8.17.3.7. sklearn.metrics.silhouette_score¶
- sklearn.metrics.silhouette_score(X, labels, metric='euclidean', sample_size=None, random_state=None, **kwds)¶
- Compute the mean Silhouette Coefficient of all samples. - The Silhouette Coefficient is calculated using the mean intra-cluster distance (a) and the mean nearest-cluster distance (b) for each sample. The Silhouette Coefficient for a sample is (b - a) / max(a, b). To clarrify, b is the distance between a sample and the nearest cluster that b is not a part of. - This function returns the mean Silhoeutte Coefficient over all samples. To obtain the values for each sample, use silhouette_samples - The best value is 1 and the worst value is -1. Values near 0 indicate overlapping clusters. Negative values generally indicate that a sample has been assigned to the wrong cluster, as a different cluster is more similar. - Parameters : - X : array [n_samples_a, n_samples_a] if metric == “precomputed”, or, [n_samples_a, n_features] otherwise - Array of pairwise distances between samples, or a feature array. - labels : array, shape = [n_samples] - label values for each sample - metric : string, or callable - The metric to use when calculating distance between instances in a feature array. If metric is a string, it must be one of the options allowed by metrics.pairwise.pairwise_distances.

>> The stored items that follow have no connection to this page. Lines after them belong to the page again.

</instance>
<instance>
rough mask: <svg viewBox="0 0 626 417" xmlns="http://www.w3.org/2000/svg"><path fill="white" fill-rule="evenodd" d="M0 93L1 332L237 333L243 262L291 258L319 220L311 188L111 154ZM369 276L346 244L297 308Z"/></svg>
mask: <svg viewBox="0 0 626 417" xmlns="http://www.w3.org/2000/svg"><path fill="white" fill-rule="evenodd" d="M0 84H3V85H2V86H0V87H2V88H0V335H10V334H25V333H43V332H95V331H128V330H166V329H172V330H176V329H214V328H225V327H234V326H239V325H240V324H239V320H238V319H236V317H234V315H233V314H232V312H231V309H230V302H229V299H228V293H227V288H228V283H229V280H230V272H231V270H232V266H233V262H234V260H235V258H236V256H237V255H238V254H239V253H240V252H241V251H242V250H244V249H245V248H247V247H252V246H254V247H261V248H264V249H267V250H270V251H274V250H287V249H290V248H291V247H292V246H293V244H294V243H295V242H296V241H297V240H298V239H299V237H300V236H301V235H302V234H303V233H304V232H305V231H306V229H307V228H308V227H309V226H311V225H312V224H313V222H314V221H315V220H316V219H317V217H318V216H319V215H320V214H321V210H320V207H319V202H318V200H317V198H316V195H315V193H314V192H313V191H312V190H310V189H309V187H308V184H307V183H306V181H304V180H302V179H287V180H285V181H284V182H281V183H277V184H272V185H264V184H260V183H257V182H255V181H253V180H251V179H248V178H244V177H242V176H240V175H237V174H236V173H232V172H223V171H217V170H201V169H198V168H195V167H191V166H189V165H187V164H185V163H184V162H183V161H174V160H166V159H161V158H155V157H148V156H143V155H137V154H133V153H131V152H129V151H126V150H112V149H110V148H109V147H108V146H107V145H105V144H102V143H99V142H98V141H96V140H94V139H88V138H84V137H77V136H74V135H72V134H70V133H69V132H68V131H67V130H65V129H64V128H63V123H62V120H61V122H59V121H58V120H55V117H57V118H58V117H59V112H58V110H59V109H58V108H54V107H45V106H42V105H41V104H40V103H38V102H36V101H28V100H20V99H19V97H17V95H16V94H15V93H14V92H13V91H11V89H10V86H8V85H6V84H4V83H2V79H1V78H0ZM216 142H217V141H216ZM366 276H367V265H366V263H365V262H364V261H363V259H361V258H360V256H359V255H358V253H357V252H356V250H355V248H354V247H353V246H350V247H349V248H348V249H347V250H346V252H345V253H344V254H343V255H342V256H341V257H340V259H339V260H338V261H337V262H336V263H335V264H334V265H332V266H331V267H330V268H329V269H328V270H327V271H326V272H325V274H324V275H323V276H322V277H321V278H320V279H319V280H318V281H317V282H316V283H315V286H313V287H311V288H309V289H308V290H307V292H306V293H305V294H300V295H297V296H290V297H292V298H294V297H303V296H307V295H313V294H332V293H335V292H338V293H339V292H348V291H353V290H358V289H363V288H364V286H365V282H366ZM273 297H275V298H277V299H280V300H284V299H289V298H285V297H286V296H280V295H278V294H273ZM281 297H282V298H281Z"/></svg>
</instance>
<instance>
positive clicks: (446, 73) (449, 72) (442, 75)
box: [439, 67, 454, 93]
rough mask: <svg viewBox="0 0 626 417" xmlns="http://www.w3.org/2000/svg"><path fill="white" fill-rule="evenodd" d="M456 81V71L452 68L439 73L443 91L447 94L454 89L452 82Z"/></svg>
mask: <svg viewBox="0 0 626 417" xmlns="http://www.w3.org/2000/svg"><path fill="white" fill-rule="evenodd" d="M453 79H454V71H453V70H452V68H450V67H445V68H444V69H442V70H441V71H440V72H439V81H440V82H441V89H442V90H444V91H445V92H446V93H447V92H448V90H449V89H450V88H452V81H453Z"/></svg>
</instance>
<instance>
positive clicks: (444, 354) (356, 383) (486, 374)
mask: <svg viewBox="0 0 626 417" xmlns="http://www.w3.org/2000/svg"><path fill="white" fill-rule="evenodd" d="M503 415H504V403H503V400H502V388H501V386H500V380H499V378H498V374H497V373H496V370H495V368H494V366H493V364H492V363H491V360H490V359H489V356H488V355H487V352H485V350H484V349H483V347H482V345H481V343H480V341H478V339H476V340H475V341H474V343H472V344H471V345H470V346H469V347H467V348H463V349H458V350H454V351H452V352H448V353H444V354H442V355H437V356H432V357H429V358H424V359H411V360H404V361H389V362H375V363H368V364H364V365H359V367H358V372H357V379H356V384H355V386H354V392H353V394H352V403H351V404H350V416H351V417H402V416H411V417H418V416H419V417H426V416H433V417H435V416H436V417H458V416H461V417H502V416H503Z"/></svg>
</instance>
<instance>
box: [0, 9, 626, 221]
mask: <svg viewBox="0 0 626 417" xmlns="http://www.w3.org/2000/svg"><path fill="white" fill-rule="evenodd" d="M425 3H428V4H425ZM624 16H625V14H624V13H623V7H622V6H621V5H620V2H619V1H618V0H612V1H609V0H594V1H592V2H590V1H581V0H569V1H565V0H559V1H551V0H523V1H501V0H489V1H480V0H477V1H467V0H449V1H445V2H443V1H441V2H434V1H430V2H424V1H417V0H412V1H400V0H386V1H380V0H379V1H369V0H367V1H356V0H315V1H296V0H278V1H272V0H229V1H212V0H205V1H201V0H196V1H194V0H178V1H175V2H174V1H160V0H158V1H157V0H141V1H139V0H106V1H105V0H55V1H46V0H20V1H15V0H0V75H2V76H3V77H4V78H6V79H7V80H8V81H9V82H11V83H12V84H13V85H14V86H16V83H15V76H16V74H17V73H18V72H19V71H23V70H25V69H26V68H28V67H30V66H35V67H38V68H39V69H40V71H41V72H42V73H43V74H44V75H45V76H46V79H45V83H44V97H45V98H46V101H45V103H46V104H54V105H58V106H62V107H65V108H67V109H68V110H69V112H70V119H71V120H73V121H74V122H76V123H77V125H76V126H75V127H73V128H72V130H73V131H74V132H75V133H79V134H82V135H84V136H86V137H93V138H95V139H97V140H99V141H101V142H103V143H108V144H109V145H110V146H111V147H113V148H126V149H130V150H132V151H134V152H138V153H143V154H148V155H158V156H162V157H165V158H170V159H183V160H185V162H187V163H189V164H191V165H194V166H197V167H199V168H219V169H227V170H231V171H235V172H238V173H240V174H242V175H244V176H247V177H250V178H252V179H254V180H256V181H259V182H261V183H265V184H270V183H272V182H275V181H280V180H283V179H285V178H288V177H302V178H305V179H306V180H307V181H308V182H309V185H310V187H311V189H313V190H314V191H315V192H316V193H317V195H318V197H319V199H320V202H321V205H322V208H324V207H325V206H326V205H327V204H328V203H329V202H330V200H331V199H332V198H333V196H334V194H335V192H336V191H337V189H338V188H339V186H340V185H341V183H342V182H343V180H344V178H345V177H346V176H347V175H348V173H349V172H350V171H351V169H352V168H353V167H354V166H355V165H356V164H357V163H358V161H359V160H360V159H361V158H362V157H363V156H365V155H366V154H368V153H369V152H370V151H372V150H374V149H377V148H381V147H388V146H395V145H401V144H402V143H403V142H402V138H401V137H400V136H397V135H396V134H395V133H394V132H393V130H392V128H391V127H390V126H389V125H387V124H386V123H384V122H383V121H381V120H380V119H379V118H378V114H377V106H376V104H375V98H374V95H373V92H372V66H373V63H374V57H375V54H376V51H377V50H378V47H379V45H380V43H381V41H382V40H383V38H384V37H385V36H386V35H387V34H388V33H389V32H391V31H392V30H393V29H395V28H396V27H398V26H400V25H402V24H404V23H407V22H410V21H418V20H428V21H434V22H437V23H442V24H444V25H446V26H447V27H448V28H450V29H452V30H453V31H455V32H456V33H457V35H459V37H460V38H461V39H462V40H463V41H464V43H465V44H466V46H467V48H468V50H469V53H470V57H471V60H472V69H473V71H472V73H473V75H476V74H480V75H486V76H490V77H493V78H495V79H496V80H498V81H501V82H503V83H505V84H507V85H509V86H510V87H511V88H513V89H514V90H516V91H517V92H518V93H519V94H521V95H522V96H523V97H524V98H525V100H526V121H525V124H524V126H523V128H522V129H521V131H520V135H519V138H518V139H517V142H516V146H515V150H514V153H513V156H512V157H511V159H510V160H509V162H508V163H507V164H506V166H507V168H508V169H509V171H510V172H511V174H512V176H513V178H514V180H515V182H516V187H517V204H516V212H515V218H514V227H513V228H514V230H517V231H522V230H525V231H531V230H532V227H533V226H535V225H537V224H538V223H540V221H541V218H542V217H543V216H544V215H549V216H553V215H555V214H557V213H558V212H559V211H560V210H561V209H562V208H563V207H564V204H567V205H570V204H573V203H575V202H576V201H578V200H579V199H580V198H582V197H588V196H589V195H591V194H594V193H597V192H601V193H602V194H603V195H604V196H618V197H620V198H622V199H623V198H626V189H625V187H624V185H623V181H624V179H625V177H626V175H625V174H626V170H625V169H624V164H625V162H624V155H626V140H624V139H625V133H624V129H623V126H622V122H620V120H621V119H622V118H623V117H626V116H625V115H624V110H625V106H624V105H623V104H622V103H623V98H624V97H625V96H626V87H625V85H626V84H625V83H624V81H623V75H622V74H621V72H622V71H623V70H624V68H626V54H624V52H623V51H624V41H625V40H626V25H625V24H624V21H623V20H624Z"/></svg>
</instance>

If X is the distance array itself, use “precomputed” as the metric. - sample_size : int or None - The size of the sample to use when computing the Silhouette Coefficient. If sample_size is None, no sampling is used. - random_state : integer or numpy.RandomState, optional - The generator used to initialize the centers. If an integer is given, it fixes the seed. Defaults to the global numpy random number generator. - `**kwds` : optional keyword parameters - Any further parameters are passed directly to the distance function. If using a scipy.spatial.distance metric, the parameters are still metric dependent. See the scipy docs for usage examples. - Returns : - silhouette : float - Mean Silhouette Coefficient for all samples. - References - Peter J. Rousseeuw (1987). “Silhouettes: a Graphical Aid to the
- Interpretation and Validation of Cluster Analysis”. Computational and Applied Mathematics 20: 53-65. doi:10.1016/0377-0427(87)90125-7.